Factors Supporting Continued Growth

  1. Employment gains — Steady job creation supports household formation and home-buying demand.
  2. Mortgage rate environment — Interest rates remained favorable, keeping monthly payments within reach for qualified buyers.
  3. Demographic tailwinds — Millennials entering their prime home-buying years created sustained demand for entry-level and first move-up homes.
  4. Limited existing inventory — A constrained supply of existing homes for sale directed buyers toward new construction.
  5. Builder confidence — The NAHB Housing Market Index remained in positive territory, encouraging builders to keep projects moving forward.

Risks That Could Slow the Trajectory

  • Rising lot and material costs that compress builder margins
  • Skilled labor shortages that extend construction cycle times
  • Regulatory and permitting delays that push projects beyond original timelines
  • Uncertainty around housing policy and interest rate direction

For builders looking to navigate these conditions, learning how to read housing market data and navigate changing conditions with confidence provides a practical framework for decision-making.

Actionable Strategies for Builders in a Flat Starts Environment

Whether starts are flat, rising, or declining, builders who understand the data behind the headlines can make smarter operational decisions. The May report offers several lessons that apply regardless of where the market heads next.

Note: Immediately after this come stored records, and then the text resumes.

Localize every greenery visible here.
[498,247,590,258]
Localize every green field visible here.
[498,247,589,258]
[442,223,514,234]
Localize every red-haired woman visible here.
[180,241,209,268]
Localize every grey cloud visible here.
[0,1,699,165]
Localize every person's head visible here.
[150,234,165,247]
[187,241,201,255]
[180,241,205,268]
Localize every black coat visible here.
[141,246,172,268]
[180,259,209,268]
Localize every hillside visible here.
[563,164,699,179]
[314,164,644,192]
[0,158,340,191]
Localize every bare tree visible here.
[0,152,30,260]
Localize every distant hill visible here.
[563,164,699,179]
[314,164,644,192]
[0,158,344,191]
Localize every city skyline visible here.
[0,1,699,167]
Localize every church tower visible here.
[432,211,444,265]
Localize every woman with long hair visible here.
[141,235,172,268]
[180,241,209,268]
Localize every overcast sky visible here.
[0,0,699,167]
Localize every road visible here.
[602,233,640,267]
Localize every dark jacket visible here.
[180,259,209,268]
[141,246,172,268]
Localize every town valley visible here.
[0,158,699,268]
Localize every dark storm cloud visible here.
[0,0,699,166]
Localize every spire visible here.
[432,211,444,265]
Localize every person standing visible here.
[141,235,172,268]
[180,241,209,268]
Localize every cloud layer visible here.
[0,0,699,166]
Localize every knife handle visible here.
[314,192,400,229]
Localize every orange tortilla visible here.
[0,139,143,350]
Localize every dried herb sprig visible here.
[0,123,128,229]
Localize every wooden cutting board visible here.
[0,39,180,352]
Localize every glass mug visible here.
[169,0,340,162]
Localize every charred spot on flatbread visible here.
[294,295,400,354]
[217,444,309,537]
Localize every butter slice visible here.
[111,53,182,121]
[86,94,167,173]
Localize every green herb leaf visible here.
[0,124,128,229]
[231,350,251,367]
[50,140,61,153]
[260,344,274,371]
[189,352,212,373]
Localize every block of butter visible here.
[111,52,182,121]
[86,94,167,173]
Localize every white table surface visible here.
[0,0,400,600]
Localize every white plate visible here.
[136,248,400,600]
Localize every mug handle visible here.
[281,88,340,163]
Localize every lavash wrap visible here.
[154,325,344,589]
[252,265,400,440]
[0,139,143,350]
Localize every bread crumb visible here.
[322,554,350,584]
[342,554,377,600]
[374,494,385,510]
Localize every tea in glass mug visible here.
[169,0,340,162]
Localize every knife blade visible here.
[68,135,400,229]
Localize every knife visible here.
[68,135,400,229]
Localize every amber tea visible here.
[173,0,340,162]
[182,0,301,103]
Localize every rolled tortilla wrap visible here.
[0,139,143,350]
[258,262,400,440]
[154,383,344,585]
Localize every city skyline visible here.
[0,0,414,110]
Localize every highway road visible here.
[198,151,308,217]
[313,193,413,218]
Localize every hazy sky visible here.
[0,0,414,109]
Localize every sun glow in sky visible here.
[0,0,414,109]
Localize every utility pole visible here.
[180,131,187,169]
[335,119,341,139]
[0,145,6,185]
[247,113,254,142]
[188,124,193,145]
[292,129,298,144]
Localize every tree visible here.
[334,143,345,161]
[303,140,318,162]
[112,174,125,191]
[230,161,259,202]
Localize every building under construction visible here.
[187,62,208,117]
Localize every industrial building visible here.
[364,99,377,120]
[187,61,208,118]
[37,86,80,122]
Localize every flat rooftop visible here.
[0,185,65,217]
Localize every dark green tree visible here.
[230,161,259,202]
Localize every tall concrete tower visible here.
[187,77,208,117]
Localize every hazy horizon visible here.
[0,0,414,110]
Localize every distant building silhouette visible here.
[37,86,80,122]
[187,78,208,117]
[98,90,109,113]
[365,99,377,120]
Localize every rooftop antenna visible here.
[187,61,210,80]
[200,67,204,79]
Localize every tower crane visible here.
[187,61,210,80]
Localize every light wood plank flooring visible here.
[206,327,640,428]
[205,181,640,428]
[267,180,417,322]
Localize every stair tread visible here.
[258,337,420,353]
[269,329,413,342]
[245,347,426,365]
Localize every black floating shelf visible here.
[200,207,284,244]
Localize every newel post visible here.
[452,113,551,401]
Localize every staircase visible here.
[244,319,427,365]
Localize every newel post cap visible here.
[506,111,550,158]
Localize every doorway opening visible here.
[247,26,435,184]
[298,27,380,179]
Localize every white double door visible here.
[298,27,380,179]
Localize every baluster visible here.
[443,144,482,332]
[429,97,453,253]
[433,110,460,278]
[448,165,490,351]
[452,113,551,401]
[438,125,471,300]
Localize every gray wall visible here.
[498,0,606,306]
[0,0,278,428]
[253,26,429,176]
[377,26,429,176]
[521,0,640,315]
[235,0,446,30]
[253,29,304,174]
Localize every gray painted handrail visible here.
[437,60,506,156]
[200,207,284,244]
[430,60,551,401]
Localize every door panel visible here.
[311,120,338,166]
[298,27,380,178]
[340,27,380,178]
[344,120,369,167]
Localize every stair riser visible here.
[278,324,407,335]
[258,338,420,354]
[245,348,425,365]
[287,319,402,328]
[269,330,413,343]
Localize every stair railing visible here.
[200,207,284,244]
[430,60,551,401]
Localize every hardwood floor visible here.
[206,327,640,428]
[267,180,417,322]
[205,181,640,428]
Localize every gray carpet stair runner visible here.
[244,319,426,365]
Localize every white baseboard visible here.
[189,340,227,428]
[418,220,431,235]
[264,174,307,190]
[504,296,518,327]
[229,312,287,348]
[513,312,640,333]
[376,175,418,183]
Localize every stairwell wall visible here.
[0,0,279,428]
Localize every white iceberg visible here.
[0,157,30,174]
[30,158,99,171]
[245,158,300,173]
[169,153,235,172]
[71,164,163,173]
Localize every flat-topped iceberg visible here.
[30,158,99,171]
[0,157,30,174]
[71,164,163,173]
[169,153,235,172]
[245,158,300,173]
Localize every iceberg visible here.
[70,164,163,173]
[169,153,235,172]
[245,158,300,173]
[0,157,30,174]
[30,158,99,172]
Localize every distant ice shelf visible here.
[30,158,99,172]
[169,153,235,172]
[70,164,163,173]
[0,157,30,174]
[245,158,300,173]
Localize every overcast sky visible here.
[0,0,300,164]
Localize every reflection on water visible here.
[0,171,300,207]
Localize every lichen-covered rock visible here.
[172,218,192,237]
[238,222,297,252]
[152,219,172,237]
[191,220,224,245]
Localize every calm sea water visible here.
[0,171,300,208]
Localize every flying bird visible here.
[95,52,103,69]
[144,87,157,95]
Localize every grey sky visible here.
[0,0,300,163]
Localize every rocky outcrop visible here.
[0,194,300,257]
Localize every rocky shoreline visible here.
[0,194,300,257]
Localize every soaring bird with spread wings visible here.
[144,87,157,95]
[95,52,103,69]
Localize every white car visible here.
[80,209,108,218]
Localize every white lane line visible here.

Optimize Your Construction Pipeline

With 435,000 homes under construction, the immediate challenge is not a lack of work but efficient execution. Builders should focus on cycle time reduction through better trade coordination, materials management, and scheduling practices. Every week shaved off the construction cycle improves cash flow and reduces carrying costs.

Use Data to Drive Land Acquisition Decisions

Flat monthly starts should not discourage land acquisition strategies. The year-over-year trend confirms a growing market. Builders should evaluate land deals based on long-term demographic trends and employment growth in their target markets rather than short-term monthly volatility in starts data.

Strengthen Trade Partner Relationships

The elevated construction pipeline means competition for skilled trades remains intense. Builders who invest in strong trade partnerships, reliable scheduling, and consistent work pipelines will have a competitive advantage in completing projects on time and on budget.

Monitor Forward-Looking Indicators

Housing starts are a lagging indicator in many respects. Builders should also track building permits, the NAHB Housing Market Index, mortgage application volumes, and local employment data to anticipate where starts may head in the coming quarters. Combining these signals provides a more complete picture than any single data point.

Flat starts in May are not a signal to retreat. They are a reminder that housing markets move in cycles, and successful builders are those who read the data correctly, plan for the long term, and execute consistently regardless of what any single monthly report shows.